The research comes as the country lost another 227,000 jobs in May amid the coronavirus-sparked economic shutdown, with the unemployment rate reaching 7.1 per cent, its highest level since 2001.
Australia has now lost more than 824,000 jobs over the past two months, figures released on Thursday by the Australian Bureau of Statistics revealed.
The corporation’s senior advisor Hugh Hartigan said building a home drew on multiple industries.
“You’re not just hiring labourers on site. You’re also drawing in professional services, architects and purchasing raw material. Also transporting those raw materials,” Mr Hartigan said.
The first round of construction and the industrial production components accounted for about 50 per cent of the economic activity from home constructions, the report found.
Wages and salary earned from the construction then accounted for 35 per cent of the economic activity.
Consumer spending from that money accounted for the remaining 15 per cent of the $2.9 million created as a result of the home construction.
For each build, about 45 per cent of jobs created could be considered “on-site” jobs, while the remaining 55 per cent could be considered “off-site” jobs, the report found.

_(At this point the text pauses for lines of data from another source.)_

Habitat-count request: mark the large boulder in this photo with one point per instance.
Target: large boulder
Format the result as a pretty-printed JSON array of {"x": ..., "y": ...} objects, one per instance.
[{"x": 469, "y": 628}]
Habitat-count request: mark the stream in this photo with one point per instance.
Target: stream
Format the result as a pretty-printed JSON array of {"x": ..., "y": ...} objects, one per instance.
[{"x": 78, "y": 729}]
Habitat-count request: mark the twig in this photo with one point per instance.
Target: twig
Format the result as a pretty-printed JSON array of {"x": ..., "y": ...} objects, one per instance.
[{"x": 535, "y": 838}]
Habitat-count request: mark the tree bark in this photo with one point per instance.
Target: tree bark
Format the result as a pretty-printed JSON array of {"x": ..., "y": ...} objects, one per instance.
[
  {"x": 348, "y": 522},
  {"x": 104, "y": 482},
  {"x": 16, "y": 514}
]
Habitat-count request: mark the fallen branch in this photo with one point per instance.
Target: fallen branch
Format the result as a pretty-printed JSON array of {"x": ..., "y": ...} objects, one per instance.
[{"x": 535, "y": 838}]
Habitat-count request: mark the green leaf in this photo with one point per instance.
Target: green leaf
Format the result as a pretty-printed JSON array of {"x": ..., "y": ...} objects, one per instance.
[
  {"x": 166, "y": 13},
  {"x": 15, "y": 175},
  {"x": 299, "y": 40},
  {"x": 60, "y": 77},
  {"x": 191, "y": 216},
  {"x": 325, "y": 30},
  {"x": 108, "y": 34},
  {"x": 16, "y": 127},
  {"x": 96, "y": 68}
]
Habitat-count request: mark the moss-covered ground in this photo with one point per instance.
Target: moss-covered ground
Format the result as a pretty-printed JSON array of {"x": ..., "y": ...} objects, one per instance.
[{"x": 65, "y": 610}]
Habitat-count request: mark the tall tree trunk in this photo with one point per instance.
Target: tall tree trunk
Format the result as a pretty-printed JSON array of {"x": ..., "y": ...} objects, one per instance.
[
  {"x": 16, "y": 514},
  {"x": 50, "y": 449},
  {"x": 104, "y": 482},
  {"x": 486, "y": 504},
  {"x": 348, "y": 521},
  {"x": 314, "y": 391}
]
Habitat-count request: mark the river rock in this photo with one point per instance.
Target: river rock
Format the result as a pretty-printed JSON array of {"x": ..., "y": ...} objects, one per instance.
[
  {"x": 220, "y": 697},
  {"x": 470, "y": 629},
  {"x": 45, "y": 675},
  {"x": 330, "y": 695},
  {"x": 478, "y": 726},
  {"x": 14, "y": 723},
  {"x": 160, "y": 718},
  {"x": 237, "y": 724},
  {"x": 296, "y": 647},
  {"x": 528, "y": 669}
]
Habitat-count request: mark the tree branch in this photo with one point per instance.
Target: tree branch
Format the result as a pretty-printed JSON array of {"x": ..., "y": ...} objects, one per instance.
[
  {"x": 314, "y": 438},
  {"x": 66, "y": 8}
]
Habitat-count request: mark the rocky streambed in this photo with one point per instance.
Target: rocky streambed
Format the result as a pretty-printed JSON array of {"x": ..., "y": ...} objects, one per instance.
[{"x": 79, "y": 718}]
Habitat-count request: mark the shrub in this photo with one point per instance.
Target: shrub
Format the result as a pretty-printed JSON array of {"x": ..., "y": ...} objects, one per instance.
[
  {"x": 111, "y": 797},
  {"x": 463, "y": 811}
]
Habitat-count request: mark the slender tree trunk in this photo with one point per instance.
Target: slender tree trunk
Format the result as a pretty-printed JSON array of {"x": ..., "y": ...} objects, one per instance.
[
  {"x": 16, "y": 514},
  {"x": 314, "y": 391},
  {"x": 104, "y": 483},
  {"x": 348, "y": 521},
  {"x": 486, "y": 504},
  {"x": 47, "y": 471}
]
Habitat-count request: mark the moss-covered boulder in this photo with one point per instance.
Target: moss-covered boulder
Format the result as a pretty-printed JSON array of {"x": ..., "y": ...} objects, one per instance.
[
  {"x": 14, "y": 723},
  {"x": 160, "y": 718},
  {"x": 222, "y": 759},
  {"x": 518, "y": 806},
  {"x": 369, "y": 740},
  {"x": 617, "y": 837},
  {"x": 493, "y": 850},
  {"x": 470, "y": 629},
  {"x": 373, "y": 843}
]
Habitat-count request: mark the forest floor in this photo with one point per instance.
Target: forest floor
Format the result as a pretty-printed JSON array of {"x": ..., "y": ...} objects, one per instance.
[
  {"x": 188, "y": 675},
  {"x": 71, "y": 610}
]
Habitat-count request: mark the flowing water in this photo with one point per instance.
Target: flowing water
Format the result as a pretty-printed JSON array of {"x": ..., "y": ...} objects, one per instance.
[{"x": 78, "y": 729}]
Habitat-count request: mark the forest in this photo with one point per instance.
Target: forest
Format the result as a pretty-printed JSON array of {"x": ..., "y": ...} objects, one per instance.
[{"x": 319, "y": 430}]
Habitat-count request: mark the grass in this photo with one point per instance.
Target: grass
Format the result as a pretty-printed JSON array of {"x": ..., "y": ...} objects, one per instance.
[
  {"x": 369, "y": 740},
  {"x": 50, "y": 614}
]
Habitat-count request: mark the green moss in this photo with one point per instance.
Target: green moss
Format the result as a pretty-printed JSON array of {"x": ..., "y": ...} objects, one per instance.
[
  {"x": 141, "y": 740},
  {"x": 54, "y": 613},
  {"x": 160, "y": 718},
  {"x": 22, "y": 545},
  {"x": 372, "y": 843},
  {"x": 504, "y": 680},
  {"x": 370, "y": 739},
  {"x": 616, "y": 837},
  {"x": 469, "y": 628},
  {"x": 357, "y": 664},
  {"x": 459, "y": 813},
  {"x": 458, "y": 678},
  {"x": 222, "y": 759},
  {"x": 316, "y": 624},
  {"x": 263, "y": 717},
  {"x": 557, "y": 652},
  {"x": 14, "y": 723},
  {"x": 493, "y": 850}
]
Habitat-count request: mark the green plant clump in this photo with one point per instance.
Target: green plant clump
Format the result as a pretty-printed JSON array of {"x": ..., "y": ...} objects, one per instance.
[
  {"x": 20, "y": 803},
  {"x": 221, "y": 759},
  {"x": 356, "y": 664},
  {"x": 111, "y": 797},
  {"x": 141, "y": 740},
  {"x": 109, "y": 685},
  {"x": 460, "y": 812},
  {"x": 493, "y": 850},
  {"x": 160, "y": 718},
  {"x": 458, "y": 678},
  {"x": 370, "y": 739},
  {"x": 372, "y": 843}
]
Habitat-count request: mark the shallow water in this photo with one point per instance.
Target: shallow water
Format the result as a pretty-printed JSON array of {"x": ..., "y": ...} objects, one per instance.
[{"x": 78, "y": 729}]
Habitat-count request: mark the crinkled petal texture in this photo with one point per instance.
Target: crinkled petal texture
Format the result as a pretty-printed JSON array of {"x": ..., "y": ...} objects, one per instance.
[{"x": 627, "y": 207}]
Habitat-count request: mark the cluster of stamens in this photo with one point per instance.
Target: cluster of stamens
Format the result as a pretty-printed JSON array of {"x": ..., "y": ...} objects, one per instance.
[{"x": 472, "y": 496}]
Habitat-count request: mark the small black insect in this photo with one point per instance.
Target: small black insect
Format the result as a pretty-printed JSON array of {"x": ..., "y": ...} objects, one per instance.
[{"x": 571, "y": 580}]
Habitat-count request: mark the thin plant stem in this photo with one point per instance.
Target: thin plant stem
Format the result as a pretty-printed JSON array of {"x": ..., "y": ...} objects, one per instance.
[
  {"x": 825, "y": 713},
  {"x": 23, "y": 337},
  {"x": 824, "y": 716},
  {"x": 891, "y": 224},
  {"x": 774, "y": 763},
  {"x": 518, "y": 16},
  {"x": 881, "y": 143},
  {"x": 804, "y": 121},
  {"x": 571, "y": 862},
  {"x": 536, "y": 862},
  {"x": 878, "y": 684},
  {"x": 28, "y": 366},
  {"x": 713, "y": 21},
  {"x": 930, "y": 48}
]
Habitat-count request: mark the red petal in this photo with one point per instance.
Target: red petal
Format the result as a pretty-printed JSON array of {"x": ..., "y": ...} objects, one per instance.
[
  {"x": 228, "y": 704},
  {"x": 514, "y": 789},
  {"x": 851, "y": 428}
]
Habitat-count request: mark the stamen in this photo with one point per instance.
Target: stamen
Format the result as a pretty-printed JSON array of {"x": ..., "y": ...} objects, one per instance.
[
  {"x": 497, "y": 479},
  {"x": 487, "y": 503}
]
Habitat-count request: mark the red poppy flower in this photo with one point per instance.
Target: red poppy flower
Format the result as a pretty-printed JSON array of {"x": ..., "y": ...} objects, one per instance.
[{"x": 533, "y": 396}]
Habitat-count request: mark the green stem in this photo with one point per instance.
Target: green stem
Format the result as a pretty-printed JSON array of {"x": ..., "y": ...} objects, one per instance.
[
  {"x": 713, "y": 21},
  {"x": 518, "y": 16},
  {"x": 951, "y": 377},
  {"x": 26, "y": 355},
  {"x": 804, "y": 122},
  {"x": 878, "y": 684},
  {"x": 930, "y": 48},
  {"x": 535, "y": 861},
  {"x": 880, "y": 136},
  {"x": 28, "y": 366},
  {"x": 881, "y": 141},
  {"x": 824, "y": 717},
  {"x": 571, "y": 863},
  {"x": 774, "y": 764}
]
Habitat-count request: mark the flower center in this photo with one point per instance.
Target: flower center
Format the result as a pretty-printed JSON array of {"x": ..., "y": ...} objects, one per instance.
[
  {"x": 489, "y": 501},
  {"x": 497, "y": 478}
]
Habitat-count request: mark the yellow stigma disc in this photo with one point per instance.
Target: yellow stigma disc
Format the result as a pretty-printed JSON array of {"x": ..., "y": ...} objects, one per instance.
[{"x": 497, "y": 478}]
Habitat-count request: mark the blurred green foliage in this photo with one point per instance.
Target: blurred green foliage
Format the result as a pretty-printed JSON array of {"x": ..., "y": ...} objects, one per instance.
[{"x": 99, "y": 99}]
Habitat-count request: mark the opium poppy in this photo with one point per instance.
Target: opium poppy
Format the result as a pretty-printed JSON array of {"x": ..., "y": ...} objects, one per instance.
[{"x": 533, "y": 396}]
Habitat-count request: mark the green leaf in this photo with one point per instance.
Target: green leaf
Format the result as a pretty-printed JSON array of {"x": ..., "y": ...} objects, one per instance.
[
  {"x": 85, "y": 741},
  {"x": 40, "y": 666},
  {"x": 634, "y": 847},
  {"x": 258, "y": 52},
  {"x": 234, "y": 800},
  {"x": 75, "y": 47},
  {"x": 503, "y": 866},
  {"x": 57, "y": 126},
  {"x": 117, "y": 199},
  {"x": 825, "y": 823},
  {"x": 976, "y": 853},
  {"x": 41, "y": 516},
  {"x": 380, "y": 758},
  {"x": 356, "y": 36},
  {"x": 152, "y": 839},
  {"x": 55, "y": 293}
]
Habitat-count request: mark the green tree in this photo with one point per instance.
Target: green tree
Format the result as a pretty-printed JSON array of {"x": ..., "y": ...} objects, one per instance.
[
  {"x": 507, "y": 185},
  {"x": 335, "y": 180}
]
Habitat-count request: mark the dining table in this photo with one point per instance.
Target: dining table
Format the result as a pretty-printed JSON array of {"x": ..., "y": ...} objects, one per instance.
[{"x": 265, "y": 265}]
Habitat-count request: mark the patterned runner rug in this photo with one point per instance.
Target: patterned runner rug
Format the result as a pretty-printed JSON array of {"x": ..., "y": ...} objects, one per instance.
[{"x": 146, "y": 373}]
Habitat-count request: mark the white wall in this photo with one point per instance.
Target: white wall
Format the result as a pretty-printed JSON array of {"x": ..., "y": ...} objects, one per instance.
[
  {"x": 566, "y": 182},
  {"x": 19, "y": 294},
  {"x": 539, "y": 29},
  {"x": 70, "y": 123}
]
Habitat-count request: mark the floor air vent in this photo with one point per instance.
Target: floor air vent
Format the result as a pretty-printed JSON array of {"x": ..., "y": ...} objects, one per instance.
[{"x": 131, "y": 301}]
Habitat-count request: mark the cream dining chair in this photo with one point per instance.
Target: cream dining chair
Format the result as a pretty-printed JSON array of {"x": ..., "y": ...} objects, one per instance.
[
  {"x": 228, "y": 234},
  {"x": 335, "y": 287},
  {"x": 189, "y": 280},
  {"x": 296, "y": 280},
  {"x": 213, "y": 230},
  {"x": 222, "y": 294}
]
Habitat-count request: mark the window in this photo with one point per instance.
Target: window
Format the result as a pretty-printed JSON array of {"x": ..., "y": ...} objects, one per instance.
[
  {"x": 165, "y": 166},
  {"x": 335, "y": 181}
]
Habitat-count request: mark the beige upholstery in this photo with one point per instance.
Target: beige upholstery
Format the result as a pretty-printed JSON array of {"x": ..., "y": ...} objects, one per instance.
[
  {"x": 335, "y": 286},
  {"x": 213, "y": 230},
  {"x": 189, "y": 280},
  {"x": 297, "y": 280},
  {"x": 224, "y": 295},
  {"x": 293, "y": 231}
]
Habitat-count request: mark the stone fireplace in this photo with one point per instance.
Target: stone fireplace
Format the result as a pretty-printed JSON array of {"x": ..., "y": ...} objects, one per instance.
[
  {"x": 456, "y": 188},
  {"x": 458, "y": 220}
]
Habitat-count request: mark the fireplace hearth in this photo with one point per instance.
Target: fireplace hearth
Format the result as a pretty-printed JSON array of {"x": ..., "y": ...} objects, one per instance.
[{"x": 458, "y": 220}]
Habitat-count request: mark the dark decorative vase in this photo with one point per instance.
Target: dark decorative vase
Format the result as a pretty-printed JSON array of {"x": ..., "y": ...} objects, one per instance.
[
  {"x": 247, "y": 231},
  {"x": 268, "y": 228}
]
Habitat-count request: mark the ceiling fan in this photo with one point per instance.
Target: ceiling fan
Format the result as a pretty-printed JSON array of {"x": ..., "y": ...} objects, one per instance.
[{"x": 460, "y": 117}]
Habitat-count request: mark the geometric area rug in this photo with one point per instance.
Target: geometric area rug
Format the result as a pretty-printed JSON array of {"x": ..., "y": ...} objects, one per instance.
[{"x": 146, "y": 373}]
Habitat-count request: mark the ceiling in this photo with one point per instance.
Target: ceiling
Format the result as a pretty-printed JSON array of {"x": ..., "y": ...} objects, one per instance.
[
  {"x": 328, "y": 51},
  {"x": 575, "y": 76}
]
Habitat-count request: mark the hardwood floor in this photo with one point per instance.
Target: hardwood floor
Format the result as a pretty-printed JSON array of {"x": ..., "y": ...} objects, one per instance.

While the industry directly employs about 134,000 jobs, according to ABS employment data from the financial years 2017 and 2018, that creation of jobs may look different in coming months, according to Mr Dal Bon.
Factors set to influence the speed of construction activity and the creation of related jobs include confidence, employment numbers, property prices and interest rates.
“It’s very difficult to attach any weight on these individual factors. We will have to wait and see how those play out across the economy,” he said.
When asked whether the HomeBuilder program was a good way to create jobs, Mr Dal Bon said: “That’s probably a better question for the government.”
But developers have reported a spike in inquiries and sales for new-home buyers.